Fred Sanger on Influential Colleagues
  Fred Sanger     Biography    
Recorded: 16 Jun 2005

Hartley, he was not the one. No, there were many others. I mean, the person who helped me most was John Smith who was actually working on RNA. He helped me with with learning about the nucleic acids.

Well, mainly my own colleagues who worked with me. Hans Stupe was the first one who was a great help. Ted Thompson who worked with me on the final insulin and actually finished the insulin, he was a very helpful person. Then there was Brian Hartley and Jan Harris were very helpful with the protein work, the final protein, and they carried on the protein work more—I mean, those were the people one talked to and discussed and planned experiments.

Sydney Brenner was helpful too, of course. We did some experiments together. One time Sydney and I didn’t work, but had a lot of fun.
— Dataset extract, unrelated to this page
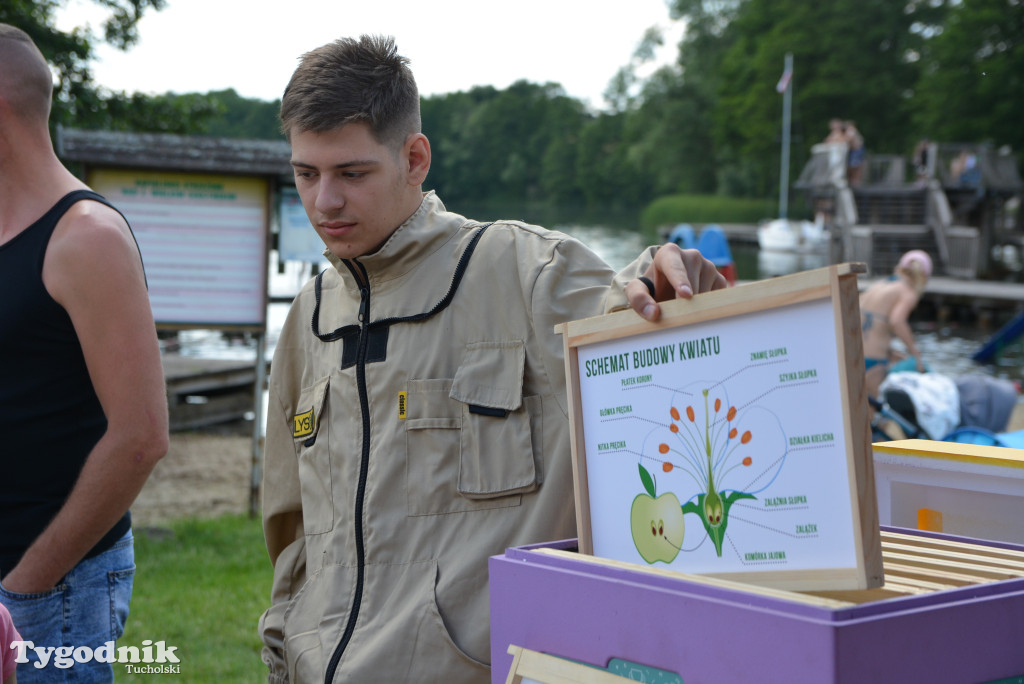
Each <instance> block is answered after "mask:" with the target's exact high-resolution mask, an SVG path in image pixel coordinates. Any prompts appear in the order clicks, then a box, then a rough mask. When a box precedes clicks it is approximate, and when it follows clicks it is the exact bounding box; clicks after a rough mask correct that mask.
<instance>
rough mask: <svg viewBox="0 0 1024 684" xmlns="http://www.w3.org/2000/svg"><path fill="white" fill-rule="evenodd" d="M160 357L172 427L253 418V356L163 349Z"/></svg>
mask: <svg viewBox="0 0 1024 684" xmlns="http://www.w3.org/2000/svg"><path fill="white" fill-rule="evenodd" d="M162 359H163V364H164V379H165V381H166V383H167V408H168V412H169V414H170V427H171V430H172V431H180V430H194V429H197V428H207V427H211V426H213V425H220V424H224V423H231V422H234V421H240V420H246V419H251V418H252V414H253V410H254V407H255V403H254V399H255V396H254V394H253V389H254V387H255V385H256V362H255V360H245V359H239V360H227V359H221V358H198V357H195V356H182V355H180V354H176V353H164V354H163V355H162ZM267 368H269V364H267Z"/></svg>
Frederick Sanger, OM, CH, CBE, FRS (born 13 August 1918) is an English biochemist and twice a Nobel laureate in chemistry. In 1958 he was awarded a Nobel prize in chemistry "for his work on the structure of proteins, especially that of insulin". In 1980, Walter Gilbert and Sanger shared half of the chemistry prize "for their contributions concerning the determination of base sequences in nucleic acids". The other half was awarded to Paul Berg "for his fundamental studies of the biochemistry of nucleic acids, with particular regard to recombinant-DNA".

He is the fourth (and only living) person to have been awarded two Nobel Prizes, either wholly or in part.